I am capable of looking at a belief and deciding when it is reasonable and when it is a product of lies. It may take time, and grief, but I am capable of acting against inaccurate beliefs if I am motivated and given enough incentive, care and compassion. I am able to put on different glasses and say: “Maybe this is the way I should look at this situation.” I don’t forget and sometimes childhood doctrines make me scared and act so. But I am more than those childhood doctrines.. I am a mother who is working overtime to ensure that her daughter share not a single one of those beliefs. I am an advocate who is learning more and more that her potential is greater than she’s ever given herself credit for. And I am a recipient of God’s added grace and strength. While it is true that I may never fully heal, while it is true that I will never regain all of what was lost, while it is true that I have to consciously work at accepting “normal, healthy” attitudes… I am okay. And all that has been lost, all that has been taught, makes up only a part of me, not the whole of me. I am cautious and very particular about who I allow close to me. But my walls are not impenetrable, my defenses are breach-able. I may be flawed but I am loyal. I may be flawed but I genuinely care, and make it a point to prove myself worthy of another’s time and affection. Like the ant, self-protection matters but mainly because my ultimate goal is the protection of the entire family unit. I don’t ask for much–listening to my story isn’t necessary; I can live without romantic gestures or fuss. All I ask for is affection and compassion–and love. Because ultimately I’m no different from anyone else– we are all seeking approval, remembrance and love. And we all have experiences which sometimes get in the way of finding those things.

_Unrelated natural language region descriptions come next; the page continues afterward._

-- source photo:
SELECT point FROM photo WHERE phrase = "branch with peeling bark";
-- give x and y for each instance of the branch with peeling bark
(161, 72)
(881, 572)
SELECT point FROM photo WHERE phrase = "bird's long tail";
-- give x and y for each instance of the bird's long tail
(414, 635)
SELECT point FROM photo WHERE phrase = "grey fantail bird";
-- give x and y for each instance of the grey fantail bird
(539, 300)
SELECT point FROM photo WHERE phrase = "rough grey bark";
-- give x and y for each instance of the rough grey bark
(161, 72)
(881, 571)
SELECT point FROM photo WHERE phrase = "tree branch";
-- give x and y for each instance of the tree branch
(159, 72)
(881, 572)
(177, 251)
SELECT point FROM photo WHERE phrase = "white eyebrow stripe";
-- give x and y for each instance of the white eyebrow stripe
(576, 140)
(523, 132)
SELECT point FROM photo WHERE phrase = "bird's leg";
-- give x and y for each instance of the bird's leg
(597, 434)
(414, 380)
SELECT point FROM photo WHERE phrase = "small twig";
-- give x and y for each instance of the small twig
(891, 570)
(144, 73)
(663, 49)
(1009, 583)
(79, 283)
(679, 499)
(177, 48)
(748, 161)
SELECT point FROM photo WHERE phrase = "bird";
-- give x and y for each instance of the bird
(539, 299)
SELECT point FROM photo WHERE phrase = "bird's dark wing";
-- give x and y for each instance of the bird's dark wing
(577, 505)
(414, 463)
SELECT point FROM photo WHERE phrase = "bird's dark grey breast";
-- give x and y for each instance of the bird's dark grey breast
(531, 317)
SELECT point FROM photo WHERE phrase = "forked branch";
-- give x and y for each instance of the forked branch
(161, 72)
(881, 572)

I used to believe that solidarity was required, because no one wanted a “broken” woman. No one wanted to know. No one wanted the bother. But the ants reminded me of all I do have–not the least of which was the time to sit and observe them. I work hard for the security of my “colony” (read: family) but, unlike the ant, I am also given the time to enjoy them. I used to tell myself that even though I wasn’t good enough, I’d make up for it with gifts, with devotion, with creativity, with sheer effort. I’d be everything to everyone so that everyone would have a reason to want me there. The ants made me remember that it isn’t necessary to be perfect, it isn’t necessary to carry the entire responsibility for the success or failure of friendships and relationships alone. As long as I am true to the emotions I feel, and to my heart, then I will find that I am needed–even wanted.
And no one needs or wants something, if it is broken.
The comment hurts my heart because it sounds like the truth. It makes me want to stop working so hard to overcome a past littered with all sorts of pain. It sends wave after wave of nauseating hopelessness through the marrow of my bones. But ultimately, the female ants are sterile–but serve an important role in the colony. Without that “broken” ant’s work, the colony would be at risk. Broken means dispensable but if all the sterile ants were thrown out of a colony of ants, no one would be there to forage for food or to care for the eggs or to defend the Queen. The entire colony of multiple of thousands of ants would die without its “broken” members. Likewise, I have to look at my girls and believe that I am important to their emotional and physical well-being. I have to look at the readers who have talked to me, or emailed me, and I have to accept it as truth when they tell me that the words have played a part in their healing, that the speeches and stories and blogs have truly mattered in their lives. I have to believe that if I die tonight, someone would be sincerely grieved. I have to believe I matter, just as I am, to someone. And if the ant helps support the entire colony, she is not truly broken. If I matter to someone, anyone, then I too must matter. I can handle a heavy load, and still remain not only upright but full of spirit too.
So this Thankful Tuesday is for the ants who reminded me that no of us are insignificant, all of us matter, and are loved. Even, perhaps, me.